這兩天唐承佑沒事就往外跑,對通什峒的熟悉程度顯然是四人中最高的,魚叉心知再急也沒有用,隻好收斂心神,跟在了唐承佑後面。
唐承佑帶著魚叉出了翡翠山城,卻並未直奔別什,反而繞到了另一處。魚叉雖不知道具體的路線,可卻看得出方向並不符合,立即問道:“你確定該走這裡?”
“砍柴不誤磨刀功,安南人挖好坑等我們呢,不拉點幫手怎麽行。”唐承佑飛身躍上路邊一棵大樹,將早已準備好的紙條放入樹洞,又點燃一根香插在洞口,似乎猶顯不足,頗為無奈地道:“可恨!安南人居然這個時候來招惹我們,太出乎意料了,我這兩天的布置幾乎都派不上用場!”
這是他與王欽之約定的緊急聯絡暗號,雖然不知道他們能不能及時趕到,卻也聊勝於無。本來唐承佑還拉了張淮和黎破共同對付安南人,可現在顯然已經來不及了。
計劃不及變化,這又安南人給唐承佑上了一課。
到底是藝高人膽大,魚叉卻覺得唐承佑是在多此一舉,安南人數量並不多,就算有那麽一兩個高手,又如何能令他生出懼意。
“不要急。”唐承佑輕輕地躍了下來,表情頓時嚴肅起來:“你看看你,心浮氣躁,這是武者大忌,歷史上不知有多少能人栽在這個上面。”
“我……”魚叉已恨不得肋生雙翼飛往別什,卻又深知唐承佑說的話不無道理,勉強讓自己稍稍平靜下來:“知道了,軍師大人,我們能不能快一點?”
最後一句話暴露了魚叉的偽裝,唐承佑雖有些不滿意,又能怎麽辦呢?
在魚叉的催促下,二人皆是全力施為,很快便趕到了別什。
此時已近二更,山溝裡一片漆黑,寂靜無聲。
魚叉的心直往下沉,莫非二人皆已出了意外?到底是關心則亂,不顧唐承佑製止,魚叉立即大聲呼喝:“虎爪!燕兒!”
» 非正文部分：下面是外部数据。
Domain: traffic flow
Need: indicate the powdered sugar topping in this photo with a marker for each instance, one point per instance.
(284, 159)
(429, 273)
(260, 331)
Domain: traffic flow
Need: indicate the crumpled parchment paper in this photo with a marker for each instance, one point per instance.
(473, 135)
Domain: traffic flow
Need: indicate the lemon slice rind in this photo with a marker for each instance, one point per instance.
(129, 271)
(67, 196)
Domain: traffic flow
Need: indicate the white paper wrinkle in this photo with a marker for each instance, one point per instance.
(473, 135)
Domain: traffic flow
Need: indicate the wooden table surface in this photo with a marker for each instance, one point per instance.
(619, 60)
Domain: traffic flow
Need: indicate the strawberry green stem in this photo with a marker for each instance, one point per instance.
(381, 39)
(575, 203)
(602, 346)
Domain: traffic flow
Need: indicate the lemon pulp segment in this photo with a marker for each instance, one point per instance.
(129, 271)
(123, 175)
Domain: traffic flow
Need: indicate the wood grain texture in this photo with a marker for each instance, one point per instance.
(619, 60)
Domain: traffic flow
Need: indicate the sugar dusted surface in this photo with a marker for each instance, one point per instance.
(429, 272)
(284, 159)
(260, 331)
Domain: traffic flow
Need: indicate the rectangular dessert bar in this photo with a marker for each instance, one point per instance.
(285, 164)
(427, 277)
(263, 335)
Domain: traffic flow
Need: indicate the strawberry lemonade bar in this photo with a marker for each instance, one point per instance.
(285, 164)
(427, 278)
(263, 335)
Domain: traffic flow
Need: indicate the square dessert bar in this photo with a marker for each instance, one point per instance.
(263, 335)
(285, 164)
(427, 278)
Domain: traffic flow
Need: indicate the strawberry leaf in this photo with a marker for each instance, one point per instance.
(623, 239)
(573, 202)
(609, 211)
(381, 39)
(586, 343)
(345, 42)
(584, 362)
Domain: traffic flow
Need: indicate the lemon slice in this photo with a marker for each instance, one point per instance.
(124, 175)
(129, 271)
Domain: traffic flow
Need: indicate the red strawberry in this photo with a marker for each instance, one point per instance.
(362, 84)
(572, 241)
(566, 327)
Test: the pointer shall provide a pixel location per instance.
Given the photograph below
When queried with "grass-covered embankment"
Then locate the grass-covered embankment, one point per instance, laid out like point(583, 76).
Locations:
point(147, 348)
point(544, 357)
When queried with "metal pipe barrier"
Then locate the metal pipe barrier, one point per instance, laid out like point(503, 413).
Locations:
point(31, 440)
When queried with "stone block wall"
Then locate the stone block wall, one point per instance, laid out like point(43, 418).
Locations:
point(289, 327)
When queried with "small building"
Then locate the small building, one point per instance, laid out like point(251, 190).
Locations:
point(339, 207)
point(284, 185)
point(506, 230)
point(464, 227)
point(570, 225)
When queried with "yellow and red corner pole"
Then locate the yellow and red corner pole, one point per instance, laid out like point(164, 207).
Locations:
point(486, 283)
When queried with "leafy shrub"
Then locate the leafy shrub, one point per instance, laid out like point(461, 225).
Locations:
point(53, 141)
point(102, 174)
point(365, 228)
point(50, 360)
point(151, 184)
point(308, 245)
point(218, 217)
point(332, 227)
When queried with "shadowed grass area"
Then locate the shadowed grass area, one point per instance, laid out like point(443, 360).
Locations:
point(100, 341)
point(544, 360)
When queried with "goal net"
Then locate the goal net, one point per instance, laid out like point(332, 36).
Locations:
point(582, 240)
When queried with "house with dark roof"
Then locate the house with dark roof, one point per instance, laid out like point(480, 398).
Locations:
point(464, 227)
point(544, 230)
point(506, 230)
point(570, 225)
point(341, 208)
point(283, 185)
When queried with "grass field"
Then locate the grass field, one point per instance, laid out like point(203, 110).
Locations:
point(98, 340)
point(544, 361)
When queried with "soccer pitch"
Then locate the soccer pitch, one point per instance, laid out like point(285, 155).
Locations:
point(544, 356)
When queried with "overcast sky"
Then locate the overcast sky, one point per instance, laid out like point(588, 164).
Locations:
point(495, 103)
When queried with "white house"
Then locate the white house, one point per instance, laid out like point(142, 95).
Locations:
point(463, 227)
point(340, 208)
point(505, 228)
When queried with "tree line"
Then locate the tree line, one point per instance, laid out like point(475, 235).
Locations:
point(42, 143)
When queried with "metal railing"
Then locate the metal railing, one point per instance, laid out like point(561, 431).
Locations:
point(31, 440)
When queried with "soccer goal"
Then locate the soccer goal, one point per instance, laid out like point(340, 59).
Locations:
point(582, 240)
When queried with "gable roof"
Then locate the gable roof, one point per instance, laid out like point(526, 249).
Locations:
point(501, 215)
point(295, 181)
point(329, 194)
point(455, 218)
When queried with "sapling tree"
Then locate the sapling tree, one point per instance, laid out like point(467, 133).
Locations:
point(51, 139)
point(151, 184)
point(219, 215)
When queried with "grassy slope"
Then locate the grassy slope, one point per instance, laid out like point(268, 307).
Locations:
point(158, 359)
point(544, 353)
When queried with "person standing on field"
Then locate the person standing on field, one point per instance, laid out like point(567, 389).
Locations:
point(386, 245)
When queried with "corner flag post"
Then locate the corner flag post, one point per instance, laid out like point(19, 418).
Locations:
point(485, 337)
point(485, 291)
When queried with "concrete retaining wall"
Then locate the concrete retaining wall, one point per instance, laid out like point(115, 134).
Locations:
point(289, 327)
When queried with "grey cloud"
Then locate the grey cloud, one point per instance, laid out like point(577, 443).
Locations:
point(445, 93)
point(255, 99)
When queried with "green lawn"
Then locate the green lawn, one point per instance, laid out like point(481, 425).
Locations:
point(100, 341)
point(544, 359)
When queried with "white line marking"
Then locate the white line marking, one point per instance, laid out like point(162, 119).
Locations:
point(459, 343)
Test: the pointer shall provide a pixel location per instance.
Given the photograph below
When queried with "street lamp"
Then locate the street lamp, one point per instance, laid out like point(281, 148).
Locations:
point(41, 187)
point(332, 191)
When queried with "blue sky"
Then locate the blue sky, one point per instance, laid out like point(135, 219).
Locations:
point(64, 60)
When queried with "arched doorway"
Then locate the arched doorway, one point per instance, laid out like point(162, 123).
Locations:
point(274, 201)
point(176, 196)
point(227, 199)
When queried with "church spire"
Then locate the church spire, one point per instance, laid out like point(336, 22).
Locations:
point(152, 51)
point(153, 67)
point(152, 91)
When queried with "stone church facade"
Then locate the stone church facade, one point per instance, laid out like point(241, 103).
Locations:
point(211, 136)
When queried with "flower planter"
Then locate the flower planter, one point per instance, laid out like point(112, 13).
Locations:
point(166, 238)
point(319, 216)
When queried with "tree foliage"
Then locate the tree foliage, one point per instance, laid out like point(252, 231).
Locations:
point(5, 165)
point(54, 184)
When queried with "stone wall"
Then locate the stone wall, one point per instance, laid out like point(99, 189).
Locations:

這一喝滿蘊真氣,洪亮的聲音頓時傳遍山野,隨即激起陣陣回聲, 似乎有無數人在同時呼喚一般。
連喝三次,卻沒有絲毫回應。
月暗星稀,魚叉一時不由有些茫然與惶恐,渾身的力氣卻找不到地方施展。
魚叉不得不做最壞的打算,再度喝道:“范柳,你給我出來!”
“這樣叫又有什麽用!”唐承佑遞過一支火把,沒好氣地道:“事情有點不對勁,一人一邊,看看能不能有所發現。”
魚叉這才察覺自己真的是有些失態了,喊了這麽久,不論虎爪和金燕兒有沒有落到安南人手裡,總歸會有點回應才對。
依言在溝外探查了一番後,二人再度碰頭,立即從對方的眼神中看出兩人皆毫無所獲。
“虎爪他們恐怕沒來。”唐承佑沉聲道:“我曾叮囑過燕兒姐,沿途給我們留點標記,可這一路來都沒有任何發現。”
“你確認是這裡嗎?”魚叉也覺得有些不對頭,他和虎爪也會有一些只有彼此才明白的暗號,可尋遍周圍最有可能的地點,同樣無一發現。
除非對方高明到能清除掉一切痕跡,否則最大的可能便是虎爪他們根本就沒有來這裡。
唐承佑嗤地一笑:“就這一條獨路,我怎麽可能記錯。”隨即拍了一下腦袋,指著翡翠山城的方向驚呼:“哎呀,糟了,我們中了人家的調虎離山之計了。”
一片紅雲映在了翡翠山城的上空,熊熊的火焰正從多處騰空而起。